Reply: Albert Barnes is correct when he says: “Few passages of the New Testament have given expositors more perplexity than this. ” The King James rendering of the verse is: “Do ye think that the scripture saith in vain, The spirit that dwelleth in us lusteth to envy?” The American Standard Version translation is: “Or think ye that the scripture speaketh in vain? Doth the spirit which he made to dwell in us long unto envying?”
The context of James 4:5 is seen in verse 4, “Ye adulteresses, know ye not that friendship of the world is enmity with God? Whosoever therefore would be a friend of the world maketh himself an enemy of God.” The word 49vain” in the Greek is kenos and it means “in an empty manner, idly, in vain, to no purpose” (Arndt and Gingrich, p. 429).
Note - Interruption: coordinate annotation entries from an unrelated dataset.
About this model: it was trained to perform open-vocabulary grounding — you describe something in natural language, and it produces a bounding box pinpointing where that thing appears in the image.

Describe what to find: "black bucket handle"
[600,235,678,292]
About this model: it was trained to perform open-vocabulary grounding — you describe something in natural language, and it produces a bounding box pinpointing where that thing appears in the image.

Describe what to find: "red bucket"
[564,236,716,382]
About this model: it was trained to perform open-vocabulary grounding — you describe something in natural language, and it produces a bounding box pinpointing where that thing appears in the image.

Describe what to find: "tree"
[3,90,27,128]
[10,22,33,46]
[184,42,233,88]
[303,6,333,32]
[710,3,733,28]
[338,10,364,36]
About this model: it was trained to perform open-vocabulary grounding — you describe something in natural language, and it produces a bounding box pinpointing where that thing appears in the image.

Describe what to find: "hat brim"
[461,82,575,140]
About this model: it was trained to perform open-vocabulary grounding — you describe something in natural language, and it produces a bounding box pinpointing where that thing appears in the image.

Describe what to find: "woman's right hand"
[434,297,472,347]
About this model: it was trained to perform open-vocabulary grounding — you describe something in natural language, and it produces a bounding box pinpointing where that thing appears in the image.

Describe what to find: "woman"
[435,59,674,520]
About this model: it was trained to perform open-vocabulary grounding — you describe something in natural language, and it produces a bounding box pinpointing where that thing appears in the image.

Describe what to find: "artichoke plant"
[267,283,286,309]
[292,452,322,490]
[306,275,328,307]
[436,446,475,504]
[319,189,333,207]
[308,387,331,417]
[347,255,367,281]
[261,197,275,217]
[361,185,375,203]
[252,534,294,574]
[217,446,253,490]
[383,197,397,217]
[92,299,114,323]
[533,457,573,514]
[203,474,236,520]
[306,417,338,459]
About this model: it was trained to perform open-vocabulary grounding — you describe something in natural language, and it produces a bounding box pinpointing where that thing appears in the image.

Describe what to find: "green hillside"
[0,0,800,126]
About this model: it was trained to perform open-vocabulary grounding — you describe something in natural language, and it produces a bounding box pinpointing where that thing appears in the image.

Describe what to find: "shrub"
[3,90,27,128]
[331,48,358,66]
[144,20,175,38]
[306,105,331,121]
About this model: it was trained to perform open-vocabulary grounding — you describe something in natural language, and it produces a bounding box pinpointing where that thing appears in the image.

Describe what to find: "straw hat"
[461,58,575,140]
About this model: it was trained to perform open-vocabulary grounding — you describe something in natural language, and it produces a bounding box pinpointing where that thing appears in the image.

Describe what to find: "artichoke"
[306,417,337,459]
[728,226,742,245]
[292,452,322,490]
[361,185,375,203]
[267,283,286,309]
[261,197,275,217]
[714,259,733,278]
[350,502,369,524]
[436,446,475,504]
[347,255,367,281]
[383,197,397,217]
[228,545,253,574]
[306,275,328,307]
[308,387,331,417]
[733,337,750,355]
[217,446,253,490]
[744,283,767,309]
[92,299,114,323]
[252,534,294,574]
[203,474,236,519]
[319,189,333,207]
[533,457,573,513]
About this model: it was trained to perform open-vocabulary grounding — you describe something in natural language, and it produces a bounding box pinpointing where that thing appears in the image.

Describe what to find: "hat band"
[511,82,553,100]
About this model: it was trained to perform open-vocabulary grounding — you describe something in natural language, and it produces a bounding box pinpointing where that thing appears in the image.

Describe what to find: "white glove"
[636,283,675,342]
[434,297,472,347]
So, James is simply asking his readers in verse 5, “Are you to suppose that what the scripture says about friendship with the world being enmity with God is of no value, that it is empty and serves no purpose?”
The real difficulty lies in the next part of the passage. “Doth the spirit which he made to dwell in us long (lust, KJV) unto envying?” The question asked is rhetorical for emphasis. There is much controversy as to what the “spirit” is in this verse. Is it the Holy Spirit, or the human spirit? The word “spirit,” translated from the Greek pneuma is not capitalized in the text, but since there was no capitalization in the Greek, no help is offered from this aspect. While the American Standard translators used the lower case “s” in the text, they have capitalized it in the marginal readings of the verse. The translators are divided upon this point, but two of the most significant translations (the KJV and ASV) have not capitalized it in the text; thus, this represents 148 of the world’s best scholars. But regardless of what the manuscript reading should be, there is a spirit which dwells within us.
It seems to be more harmonious with the teaching of the first few verses of chapter 4 in James, to conclude that the spirit in verse 5 is the human spirit. The wars and fightings among them alluded to in verse I came as a result of their lust and covetousness. They had broken their marriage vow to God (see marginal reading of “adulteresses” in ASV). Their friendship of the world is enmity with God. The question asked by James in verse 5 seems to be declarative, rather than interrogative. If this be the case, it would not be proper that the Holy Spirit would yearn or lust unto envying, the very thing He condemned in men. The hearts of those to whom James wrote were filled with envy, jealousy and covetousness. The teaching of Scripture spoke against these things, but the spirit which was in them was longing or lusting unto envying. The word translated “lust” here (KJV) is from the greek epipotheo “to lust,” and Thayer inserts in brackets “i.e. harbor forbidden desire” (Greek-English Lexicon, p. 241). This was the spirit that was dwelling in those addressed by James in these verses.
James 4:5 is admittedly a difficult passage but hopefully these comments have been helpful in our study.